離婚の際に生じる「財産分与」。「ペアローン」や「年金」についてはどうなるのでしょうか。世田谷用賀法律事務所の代表、弁護士の水谷江利氏が解説します。
夫「貯金1,000万円」妻「貯金600万円」…離婚したらどうなる?【弁護士の概説】 (※画像はイメージです/PIXTA)

財産分与=夫婦の共有財産を「半分ずつ分けること」

財産分与とは、婚姻中に形成した「夫婦共有財産」を半分ずつにすること。「夫婦共有財産」というのは、結婚中に稼いで築いた財産。夫婦のどちらかが専業主婦または主夫の場合には、それは他方が築いて得た財産に対して「内助の功」があることになりますので、離婚時にはこれを半分にするのです。

 

具体的には、結婚時の①預金残高、②株式など、③保険の解約返戻金、④不動産、⑤車両、⑥ローンなど。これらの総資産に対して、別居時の①~⑥の総和を比較して、上昇額を出し、これを半分ずつに分ける(多いほうから少ない方にする)ことになります。

 

たとえば、結婚時の夫の預貯金が100万円、別居時が1,000万円で、妻の預貯金が500万円から600万円になっていれば、夫は900万円、妻は100万円の合計1,000万円増えていますので、これを500万円ずつ分けます。ですので、夫は妻に400万円(500-100)を渡すことになります。

ご相談の多い「ペアローン不動産」はどうするのか

財産分与のなかで、よく問題となるのが共有不動産、「ペアローン不動産」です。結婚に伴って共有で不動産を買うことも多いのですが、離婚したのになお共有にしていては、一方だけで売ることもできなくなります。そこで、共有不動産については、「売って分ける」か「寄せて分ける」かを決めていただくことが多いです。

 

売って分けるのは、文字通り当該物件を第三者に販売して、売却代金を分け合うこと。寄せて分けるのは、一方が物件の所有権(及び可能な限りローンも)を引き取り、半分を超えて引き取った部分について買い取り価格相当額(=代償金)を支払うことになります。

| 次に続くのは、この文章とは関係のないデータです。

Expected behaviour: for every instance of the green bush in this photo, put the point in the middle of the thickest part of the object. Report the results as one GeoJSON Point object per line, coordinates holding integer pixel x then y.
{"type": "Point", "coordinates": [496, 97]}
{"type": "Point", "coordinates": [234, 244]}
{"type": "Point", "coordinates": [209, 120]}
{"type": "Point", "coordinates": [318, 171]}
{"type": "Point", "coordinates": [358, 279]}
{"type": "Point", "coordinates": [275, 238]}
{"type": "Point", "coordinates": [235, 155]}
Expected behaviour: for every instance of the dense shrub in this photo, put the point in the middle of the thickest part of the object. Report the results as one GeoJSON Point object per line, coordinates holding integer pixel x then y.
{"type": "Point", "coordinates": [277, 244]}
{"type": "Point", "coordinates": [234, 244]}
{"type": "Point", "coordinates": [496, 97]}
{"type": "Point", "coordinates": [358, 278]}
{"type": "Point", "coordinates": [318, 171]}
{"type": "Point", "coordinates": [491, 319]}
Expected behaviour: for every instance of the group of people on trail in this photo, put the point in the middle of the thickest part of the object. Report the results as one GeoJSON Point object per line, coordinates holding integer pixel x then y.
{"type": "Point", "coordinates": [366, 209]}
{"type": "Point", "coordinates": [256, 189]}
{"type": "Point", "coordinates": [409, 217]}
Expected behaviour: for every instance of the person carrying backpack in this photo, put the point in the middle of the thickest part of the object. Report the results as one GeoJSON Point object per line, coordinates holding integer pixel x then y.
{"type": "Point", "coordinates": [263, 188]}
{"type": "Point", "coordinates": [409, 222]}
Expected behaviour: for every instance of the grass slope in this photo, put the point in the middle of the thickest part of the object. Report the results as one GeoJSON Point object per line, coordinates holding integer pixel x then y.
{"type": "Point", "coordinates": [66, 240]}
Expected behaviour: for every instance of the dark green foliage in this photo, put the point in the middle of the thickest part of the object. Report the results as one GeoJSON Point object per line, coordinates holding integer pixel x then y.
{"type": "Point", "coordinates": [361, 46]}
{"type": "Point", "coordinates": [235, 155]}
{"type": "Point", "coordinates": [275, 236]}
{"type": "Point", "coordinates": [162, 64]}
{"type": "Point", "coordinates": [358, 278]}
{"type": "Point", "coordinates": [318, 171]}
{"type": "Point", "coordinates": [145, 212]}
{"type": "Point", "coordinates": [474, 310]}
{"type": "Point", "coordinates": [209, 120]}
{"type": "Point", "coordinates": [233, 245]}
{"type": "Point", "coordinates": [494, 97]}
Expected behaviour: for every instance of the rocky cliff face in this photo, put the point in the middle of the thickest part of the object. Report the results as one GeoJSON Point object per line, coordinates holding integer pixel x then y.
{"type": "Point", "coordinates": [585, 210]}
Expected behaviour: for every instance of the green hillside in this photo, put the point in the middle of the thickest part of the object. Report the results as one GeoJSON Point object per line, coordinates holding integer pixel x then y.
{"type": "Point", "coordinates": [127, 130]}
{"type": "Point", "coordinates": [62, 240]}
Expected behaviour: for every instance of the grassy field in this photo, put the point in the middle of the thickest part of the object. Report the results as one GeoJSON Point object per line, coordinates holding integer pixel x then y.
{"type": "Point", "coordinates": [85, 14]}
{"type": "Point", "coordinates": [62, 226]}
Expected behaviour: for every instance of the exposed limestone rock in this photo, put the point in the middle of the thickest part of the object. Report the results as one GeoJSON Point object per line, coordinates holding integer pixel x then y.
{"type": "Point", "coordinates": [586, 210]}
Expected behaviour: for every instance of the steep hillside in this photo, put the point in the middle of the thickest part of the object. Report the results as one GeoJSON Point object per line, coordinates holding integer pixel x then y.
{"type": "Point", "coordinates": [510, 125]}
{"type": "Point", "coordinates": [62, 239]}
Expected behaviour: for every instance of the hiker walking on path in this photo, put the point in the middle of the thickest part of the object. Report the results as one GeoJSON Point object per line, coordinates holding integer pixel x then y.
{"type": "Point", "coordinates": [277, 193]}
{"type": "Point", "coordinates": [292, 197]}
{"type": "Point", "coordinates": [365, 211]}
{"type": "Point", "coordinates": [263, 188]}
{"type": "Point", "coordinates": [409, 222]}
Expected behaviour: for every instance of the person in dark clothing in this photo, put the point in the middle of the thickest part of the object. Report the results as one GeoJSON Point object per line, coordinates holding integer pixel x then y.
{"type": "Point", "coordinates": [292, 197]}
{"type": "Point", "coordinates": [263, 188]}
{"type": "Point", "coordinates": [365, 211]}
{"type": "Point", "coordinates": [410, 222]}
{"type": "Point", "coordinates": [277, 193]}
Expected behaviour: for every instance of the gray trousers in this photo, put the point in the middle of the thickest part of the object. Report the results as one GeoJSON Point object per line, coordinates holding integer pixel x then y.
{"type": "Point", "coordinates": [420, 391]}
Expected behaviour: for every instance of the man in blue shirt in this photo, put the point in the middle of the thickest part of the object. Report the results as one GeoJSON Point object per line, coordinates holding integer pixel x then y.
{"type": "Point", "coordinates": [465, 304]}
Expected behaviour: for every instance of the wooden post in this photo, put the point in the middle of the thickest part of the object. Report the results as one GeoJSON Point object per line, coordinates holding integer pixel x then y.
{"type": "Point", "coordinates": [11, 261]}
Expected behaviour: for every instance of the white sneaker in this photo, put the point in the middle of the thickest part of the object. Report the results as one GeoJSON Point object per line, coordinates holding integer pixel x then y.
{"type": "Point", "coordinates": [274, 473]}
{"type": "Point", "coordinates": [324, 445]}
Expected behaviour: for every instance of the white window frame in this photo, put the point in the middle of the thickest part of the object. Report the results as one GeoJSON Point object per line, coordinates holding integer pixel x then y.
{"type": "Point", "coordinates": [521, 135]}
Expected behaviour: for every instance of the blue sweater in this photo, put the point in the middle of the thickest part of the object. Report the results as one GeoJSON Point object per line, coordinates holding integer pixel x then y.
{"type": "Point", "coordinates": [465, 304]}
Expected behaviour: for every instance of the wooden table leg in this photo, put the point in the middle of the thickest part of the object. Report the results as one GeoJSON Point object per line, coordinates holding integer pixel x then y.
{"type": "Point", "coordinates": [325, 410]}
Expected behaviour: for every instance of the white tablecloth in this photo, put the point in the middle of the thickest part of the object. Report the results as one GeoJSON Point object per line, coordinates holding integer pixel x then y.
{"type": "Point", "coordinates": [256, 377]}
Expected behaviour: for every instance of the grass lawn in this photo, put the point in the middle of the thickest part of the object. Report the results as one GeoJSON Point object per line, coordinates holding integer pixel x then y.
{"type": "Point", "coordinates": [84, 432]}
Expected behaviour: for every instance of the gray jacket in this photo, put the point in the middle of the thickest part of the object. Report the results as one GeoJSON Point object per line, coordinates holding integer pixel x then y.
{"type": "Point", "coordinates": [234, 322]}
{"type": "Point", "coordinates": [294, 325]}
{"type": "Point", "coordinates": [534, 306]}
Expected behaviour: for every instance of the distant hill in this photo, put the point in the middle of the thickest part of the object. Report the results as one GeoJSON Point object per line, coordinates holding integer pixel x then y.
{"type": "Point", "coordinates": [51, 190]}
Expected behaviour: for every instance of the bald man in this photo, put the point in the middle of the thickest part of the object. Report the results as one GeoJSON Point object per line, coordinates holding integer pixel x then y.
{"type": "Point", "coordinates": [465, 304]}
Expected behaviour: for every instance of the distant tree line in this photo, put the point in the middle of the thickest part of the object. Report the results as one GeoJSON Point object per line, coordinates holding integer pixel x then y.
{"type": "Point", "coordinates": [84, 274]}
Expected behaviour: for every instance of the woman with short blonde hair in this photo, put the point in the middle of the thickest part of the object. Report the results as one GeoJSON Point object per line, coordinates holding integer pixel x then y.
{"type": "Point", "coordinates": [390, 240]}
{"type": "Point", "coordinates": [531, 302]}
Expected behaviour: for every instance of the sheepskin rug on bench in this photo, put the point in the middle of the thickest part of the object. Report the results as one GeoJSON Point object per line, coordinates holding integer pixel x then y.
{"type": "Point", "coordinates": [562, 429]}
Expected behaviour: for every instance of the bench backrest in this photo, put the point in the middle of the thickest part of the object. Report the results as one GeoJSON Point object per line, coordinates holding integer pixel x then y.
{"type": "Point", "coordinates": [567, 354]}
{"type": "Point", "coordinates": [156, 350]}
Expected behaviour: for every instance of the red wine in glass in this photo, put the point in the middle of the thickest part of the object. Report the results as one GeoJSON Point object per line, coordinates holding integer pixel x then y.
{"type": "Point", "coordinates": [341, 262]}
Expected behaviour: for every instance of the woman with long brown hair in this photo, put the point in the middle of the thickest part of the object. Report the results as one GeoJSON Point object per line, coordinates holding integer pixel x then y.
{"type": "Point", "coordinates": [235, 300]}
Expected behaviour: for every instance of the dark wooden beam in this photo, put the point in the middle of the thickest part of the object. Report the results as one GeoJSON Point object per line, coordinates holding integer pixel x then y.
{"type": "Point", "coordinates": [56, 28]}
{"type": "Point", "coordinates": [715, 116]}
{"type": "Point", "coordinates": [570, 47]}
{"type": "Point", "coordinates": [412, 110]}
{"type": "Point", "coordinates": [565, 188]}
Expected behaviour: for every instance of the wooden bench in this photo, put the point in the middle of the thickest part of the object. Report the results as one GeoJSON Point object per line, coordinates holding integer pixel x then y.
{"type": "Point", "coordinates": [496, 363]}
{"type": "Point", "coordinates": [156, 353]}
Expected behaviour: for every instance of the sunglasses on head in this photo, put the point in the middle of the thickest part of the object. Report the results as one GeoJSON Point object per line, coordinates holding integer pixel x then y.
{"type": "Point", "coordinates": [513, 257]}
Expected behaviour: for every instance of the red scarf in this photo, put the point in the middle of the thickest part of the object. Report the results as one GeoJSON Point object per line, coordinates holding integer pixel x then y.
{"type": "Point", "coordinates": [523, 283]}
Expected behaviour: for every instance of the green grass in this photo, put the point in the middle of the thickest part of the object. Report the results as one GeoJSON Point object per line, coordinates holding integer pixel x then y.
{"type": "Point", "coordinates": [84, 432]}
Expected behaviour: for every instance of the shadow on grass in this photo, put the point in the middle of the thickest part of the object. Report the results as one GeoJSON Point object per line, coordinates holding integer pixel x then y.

財産分与は離婚から2年の間でなければ、受け取ることができなくなります。

財産分与は、もらう方には贈与税はかかりません。

 

感覚としてつかみづらいのですが、金銭支払いに代えて不動産を譲渡した場合、譲渡した側に、金銭支払いを免れた利益として「譲渡所得税」が課税される場合があるので、こちらもご注意ください。